One of the tendencies we have in leadership is to desire quick fixes to problems. We want to have the meeting, send the email, or have the drop in conversation and resolve the issue quickly and succinctly. And while that might work in some instances, it rarely does when you consider the people involved. Instead, the burden-bearing leader makes the choice to be long-suffering. They are willing to not just a conversation once, but to actually engage in that conversation and to have it again and again. It’s this kind of long-suffering investment that will mark someone who recognizes they are doing more than leading a nameless and faceless entity, but instead stewarding some part of the lives of those whom God has seen fit to put under their care.

3. The burden-bearing leader is listening.

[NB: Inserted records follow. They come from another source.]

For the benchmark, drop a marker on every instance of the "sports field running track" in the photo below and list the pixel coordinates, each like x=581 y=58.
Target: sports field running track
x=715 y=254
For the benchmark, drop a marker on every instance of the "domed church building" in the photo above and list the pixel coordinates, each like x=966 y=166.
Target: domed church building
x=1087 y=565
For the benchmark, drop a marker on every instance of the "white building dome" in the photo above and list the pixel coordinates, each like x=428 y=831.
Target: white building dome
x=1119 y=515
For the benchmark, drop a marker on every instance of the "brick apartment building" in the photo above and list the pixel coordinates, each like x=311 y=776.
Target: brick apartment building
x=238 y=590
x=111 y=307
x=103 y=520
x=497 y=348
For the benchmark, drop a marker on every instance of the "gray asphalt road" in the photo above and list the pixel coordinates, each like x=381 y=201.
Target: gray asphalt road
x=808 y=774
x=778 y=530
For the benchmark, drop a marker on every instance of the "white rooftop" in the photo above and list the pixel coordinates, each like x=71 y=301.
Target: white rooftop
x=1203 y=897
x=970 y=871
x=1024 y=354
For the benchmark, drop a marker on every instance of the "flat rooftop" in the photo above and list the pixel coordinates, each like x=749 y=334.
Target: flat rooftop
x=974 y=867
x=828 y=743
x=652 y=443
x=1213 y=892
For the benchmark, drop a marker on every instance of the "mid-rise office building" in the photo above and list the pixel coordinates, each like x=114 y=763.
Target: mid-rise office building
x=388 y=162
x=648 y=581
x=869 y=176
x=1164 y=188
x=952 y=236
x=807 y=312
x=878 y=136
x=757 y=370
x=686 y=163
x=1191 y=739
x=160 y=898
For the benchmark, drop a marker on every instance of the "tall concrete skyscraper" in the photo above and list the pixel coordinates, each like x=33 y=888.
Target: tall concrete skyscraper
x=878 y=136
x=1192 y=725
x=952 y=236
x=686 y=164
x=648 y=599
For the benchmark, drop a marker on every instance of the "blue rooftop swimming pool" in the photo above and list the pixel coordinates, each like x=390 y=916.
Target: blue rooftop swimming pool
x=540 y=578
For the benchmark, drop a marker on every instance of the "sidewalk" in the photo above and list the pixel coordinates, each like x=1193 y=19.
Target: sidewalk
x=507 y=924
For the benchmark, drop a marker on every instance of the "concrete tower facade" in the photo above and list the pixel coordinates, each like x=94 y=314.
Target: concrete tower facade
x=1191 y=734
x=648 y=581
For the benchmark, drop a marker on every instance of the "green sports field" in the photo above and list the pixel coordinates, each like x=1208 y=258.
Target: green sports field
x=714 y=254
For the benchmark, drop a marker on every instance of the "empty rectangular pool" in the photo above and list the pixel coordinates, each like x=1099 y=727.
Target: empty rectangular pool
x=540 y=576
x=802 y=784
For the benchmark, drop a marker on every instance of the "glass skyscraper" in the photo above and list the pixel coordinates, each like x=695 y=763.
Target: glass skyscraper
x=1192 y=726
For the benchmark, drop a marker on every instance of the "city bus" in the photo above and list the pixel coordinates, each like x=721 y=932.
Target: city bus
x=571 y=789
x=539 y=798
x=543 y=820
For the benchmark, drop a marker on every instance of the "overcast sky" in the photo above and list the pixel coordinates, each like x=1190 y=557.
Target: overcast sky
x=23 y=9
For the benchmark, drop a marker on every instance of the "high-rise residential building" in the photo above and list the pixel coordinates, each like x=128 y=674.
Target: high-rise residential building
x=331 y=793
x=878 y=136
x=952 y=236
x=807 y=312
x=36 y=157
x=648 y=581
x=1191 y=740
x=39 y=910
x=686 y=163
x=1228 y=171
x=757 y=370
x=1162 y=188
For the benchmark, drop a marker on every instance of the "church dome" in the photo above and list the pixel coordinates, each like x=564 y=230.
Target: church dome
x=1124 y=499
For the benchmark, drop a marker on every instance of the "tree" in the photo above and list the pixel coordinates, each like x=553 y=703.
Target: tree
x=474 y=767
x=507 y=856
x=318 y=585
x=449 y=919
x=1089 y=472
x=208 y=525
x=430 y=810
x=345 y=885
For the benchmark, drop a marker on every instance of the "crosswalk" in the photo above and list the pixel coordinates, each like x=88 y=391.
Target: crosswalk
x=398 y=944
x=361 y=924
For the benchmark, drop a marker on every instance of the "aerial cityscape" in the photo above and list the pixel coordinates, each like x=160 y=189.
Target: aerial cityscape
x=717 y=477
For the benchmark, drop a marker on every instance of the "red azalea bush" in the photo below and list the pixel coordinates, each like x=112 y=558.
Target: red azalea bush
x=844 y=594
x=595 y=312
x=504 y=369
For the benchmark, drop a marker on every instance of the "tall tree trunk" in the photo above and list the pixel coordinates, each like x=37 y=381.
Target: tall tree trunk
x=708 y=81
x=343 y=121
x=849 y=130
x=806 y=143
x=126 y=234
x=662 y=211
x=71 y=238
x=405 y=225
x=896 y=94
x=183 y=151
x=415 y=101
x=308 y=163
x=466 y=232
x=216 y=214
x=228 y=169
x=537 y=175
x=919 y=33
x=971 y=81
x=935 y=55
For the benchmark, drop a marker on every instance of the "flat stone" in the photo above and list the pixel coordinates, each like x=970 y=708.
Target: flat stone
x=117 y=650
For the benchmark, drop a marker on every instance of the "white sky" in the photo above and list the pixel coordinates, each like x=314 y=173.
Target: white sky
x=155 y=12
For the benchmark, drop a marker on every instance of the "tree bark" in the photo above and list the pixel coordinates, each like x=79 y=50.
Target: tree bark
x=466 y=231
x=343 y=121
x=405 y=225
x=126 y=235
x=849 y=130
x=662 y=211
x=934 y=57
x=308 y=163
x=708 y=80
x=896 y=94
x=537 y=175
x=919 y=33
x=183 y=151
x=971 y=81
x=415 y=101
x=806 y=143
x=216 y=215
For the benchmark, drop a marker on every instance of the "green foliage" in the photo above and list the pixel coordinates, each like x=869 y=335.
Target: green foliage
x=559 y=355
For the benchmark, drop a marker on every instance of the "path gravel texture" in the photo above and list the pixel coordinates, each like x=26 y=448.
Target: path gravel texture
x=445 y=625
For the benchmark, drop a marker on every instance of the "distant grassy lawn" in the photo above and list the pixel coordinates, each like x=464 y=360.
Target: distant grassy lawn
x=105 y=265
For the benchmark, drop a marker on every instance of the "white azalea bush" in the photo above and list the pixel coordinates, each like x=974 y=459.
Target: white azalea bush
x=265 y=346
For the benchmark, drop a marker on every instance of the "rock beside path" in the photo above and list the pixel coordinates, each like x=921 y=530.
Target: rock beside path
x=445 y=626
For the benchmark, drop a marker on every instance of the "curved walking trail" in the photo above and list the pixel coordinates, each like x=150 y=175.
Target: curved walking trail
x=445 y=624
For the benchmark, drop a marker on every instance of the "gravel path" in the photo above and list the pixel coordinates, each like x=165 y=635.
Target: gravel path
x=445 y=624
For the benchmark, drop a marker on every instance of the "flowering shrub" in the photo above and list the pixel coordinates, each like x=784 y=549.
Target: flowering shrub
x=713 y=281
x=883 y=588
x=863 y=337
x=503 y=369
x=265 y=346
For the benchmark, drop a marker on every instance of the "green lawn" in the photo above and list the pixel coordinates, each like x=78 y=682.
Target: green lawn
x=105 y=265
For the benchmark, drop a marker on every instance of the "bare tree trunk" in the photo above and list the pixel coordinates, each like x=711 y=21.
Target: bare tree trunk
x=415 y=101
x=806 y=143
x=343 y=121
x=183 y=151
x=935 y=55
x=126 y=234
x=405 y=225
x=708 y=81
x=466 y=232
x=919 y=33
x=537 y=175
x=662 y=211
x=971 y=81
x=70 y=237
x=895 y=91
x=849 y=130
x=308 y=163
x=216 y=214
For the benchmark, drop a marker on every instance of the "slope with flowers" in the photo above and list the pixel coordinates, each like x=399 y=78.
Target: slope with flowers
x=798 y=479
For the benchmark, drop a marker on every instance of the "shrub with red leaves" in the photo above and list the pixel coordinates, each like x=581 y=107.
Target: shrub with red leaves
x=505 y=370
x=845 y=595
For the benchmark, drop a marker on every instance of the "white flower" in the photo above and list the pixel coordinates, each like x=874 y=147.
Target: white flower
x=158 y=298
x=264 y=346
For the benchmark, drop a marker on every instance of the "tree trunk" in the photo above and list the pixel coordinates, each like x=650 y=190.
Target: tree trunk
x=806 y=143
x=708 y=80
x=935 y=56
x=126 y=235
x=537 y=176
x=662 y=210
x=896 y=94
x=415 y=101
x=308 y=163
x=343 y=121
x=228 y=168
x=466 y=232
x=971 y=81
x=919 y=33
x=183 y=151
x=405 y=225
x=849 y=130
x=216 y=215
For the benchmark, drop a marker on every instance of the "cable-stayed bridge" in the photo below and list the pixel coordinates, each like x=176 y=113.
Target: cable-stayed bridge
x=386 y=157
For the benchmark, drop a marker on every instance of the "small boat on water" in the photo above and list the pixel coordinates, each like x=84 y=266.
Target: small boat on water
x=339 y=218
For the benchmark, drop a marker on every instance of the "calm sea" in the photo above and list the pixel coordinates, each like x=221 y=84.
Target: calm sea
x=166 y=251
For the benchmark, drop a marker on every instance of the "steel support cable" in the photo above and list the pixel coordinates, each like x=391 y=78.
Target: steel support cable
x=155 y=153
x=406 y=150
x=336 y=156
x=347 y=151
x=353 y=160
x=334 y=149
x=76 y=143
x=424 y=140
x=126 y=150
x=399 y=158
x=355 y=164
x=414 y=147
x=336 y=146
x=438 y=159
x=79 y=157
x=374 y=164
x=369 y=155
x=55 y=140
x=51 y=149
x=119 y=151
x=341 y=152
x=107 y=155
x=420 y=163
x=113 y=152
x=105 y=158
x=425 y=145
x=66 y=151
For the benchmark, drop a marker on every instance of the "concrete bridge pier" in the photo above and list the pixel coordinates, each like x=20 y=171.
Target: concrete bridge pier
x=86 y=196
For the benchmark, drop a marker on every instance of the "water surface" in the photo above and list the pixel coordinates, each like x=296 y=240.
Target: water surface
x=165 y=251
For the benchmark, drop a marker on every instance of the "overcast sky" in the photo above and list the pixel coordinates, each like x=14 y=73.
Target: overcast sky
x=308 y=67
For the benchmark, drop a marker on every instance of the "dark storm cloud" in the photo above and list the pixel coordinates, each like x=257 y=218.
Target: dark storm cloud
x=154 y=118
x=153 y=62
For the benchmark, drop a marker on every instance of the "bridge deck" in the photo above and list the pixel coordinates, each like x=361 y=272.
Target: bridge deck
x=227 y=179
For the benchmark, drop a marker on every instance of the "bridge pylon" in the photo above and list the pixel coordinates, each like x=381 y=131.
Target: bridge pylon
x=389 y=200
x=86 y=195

Nothing makes a person feel less like a person than when someone gives only cursory notice to their issue. Conversely, nothing is quite as uplifting as when you know you have the absolute and undivided attention of the person you are speaking to. For a leader, there are lots of voices, and each one needs to be heard. The tendency for us whether in the home, the workplace, or the church is to try and have as many conversations as possible in a span of time. But many times, less is actually more. The burden-bearing leader does the simplest thing that can make the most difference – they actually listen. They look and concentrate. They are fully engaged in the conversation they are having. And in so doing, they are recognizing the creature before them is created in the image of God.

Leadership is a burden. And many times, it’s a heavy one. But as leaders we can cultivate the kind of habits that will not only make us bearers of the burden of what we are leading, but of whom we are leading.